PETERSON, Judge. Reversed and cause remanded with
directions.
Before Eich, Vergeront and Deininger, JJ.
¶1. EICH, J. Abby Olson was convicted of two counts of
second-degree sexual
assault of a child contrary to Wis. Stat. §948.02(2)
(1997-98). 1 The charges grew out of an incident
where
Olson, who was then eighteen years old, had sexual intercourse
with two boys, aged fourteen
and fifteen. The trial court denied Olson's request to instruct
the jury that, in order to
convict, the State must prove that the intercourse was the result
of her own intentional acts,
or was undertaken by the boys upon her own "affirmative
instructions." Instead
the court read only those portions of the pattern instruction
stating that Olson could be found
guilty solely upon proof that the intercourse occurred and the
boys were under age sixteen.
The jury found her guilty.
¶2. We agree with Olson that the circuit court erred in
rejecting the requested
instruction. We therefore reverse her conviction and order a new
trial. 2
¶3. Olson and the boys were students at a religious
boarding school and the
incident took place on a bench near the school's football field.
A day or so later, Olson
reported to school authorities that she had been raped. The
boys, on the other hand,
described Olson as a willing participant who welcomed and
encouraged their sexual
advances, and Olson was eventually charged with sexual assault.
She did not testify at trial,
and the boys' testimony repeated their allegations that Olson was
a willing participant in the
sexual acts.
¶4. Wisconsin Stat. §948.02(2) makes it a class BC
felony to have sexual
contact or sexual intercourse3
with a
person under the age of sixteen. "Sexual intercourse"
is defined as:
[V]ulvar penetration as well as cunnilingus,
fellatio or anal
intercourse between persons or any other intrusion, however
slight, of any part of a person's
body or of any object into the genital or anal opening either by
the defendant or upon the
defendant's instruction. Emission of semen is not required.
Wis. Stat. §948.01(6). The pattern
jury
instruction for the offense, Wis JI-Criminal 2104, states that in
order for the defendant to be
found guilty of the charge, the jury must find:
First, that the defendant had sexual
[intercourse] with (name
of victim).
Second, that (name of victim) had not attained the age of
16 years at the time of
the alleged sexual [intercourse].
The instruction continues by incorporating
the
following definitions from Wis JI-Criminal 2101B:
["Sexual intercourse" means any
intrusion,
however slight, by any part of a person's body or of any object,
into the genital or anal
opening of another. Emission of semen is not required.]

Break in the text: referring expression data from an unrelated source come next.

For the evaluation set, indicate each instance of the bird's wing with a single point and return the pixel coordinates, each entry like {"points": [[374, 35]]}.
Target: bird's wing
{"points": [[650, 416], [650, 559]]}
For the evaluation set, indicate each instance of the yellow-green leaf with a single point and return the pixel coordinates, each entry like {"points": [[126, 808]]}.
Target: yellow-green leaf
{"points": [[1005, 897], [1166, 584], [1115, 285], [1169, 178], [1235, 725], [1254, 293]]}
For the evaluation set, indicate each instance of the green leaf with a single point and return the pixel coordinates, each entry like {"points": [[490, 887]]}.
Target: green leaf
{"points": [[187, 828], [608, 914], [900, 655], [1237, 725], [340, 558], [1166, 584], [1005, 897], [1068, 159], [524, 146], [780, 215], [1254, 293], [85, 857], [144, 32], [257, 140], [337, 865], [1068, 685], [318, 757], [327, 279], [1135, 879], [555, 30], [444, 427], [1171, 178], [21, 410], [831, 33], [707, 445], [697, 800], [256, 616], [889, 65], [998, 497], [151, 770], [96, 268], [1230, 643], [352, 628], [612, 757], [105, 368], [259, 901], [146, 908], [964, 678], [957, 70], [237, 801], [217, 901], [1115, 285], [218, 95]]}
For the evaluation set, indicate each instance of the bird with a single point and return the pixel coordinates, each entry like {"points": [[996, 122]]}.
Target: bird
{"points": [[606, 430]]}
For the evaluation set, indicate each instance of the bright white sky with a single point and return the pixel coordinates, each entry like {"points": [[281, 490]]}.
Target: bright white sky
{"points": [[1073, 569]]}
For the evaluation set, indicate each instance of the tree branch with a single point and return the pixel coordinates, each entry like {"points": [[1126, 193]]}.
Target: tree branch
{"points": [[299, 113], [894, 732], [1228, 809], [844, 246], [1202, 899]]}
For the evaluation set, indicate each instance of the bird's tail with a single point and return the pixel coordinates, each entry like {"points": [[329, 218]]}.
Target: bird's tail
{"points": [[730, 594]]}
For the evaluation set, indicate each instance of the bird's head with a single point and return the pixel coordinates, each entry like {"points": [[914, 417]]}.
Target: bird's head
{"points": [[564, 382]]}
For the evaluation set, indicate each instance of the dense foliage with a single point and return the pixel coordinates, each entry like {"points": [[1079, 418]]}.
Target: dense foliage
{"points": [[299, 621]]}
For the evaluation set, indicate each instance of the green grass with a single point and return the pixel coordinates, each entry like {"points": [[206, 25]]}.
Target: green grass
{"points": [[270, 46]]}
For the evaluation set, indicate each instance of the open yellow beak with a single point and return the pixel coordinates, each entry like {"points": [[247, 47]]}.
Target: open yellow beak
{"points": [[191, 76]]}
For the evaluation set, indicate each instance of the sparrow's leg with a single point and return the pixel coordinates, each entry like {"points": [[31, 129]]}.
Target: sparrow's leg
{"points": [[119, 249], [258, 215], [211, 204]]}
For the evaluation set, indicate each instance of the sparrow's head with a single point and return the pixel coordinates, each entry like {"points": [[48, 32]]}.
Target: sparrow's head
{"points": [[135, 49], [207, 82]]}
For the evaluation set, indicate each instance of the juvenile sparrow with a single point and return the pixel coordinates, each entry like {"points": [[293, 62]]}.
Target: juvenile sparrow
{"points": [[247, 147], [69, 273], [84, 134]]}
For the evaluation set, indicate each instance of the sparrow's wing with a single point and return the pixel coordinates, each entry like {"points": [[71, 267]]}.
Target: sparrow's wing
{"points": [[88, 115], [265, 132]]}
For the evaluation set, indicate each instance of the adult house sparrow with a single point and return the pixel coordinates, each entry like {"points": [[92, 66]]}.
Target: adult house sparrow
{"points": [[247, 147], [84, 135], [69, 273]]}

[This intrusion may be either by the defendant or upon
the defendant's
instruction.]
[Cunnilingus, the oral stimulation of the clitoris or
vulva, is sexual
intercourse.]
[Fellatio, the oral stimulation of the penis, is sexual
intercourse.]
¶5. Olson requested that, in addition
to
instructing on the two elements of the offense-the act of
intercourse and the boys' ages-and
the definition of "sexual intercourse," the court also
tell the jurors that, in order
for her to be found guilty:
the State must prove that the sexual
intercourse that occurred
was caused by an intentional direct act of the Defendant or
occu[r]red as a result of an act by
the victim which was done in compliance with affirmative
instructions of the
Defendant.
¶6. The trial court denied the
request, reasoning
that the type of sexual activity at issue was not so
"peculiar" as to require any
particular instruction on the meaning of the term "sexual
intercourse." Olson
then requested that the first and second paragraphs of Wis
JI-Criminal 2101B (quoted above)
be read to the jury-the "sexual intercourse" definition
and the "upon the
defendant's instruction" language of the instruction. She
argued that the language of
Wis. Stat. §948.01(6) requires proof of some volitional act
on her part-"that she
had to have given an instruction or done something ... [b]ecause
if she didn't, it's rape and
she's the victim." The court denied this request as well,
and instructed the jury that all
the State needed to prove to convict Olson was that she "had
sexual intercourse"
with the boys, and that the boys had not yet reached the age of
sixteen at the time. As
indicated, the jury found her guilty and she appeals her
conviction.
¶7. The issue is one of statutory interpretation-a
question of law which we
review de novo. See State v. Olson, 175 Wis.2d
628, 633,
498 N.W.2d 661 (1993). Our objective in interpreting and
applying a statute is to ascertain
and give effect to the intent of the legislature, id.,
the primary source of
which is the language of the statute itself. See State
v.
McKenzie, 139 Wis.2d 171, 176, 407 N.W.2d 274 (Ct. App.
1987). And in
all cases, we are obligated to construe statutes in a manner that
avoids absurd or
unreasonable results. See Reyes v. Greatway Ins.
Co., 227
Wis.2d 357, 376, 597 N.W.2d 687 (1999). Finally, we follow the
rule that, in interpreting a
statute, "the purpose of the whole act is to be sought and
is favored over a construction
which will defeat the [act's] manifest object ...."
Adoption of Abigail
M., 221 Wis.2d 781, 786, 586 N.W.2d 21 (Ct. App.
1998).
¶8. Olson argues that the statutory definition of
"sexual intercourse"
in Wis. Stat. §948.01(6) requires something more than that
an act of intercourse has
taken place when the defendant is the "passive" party.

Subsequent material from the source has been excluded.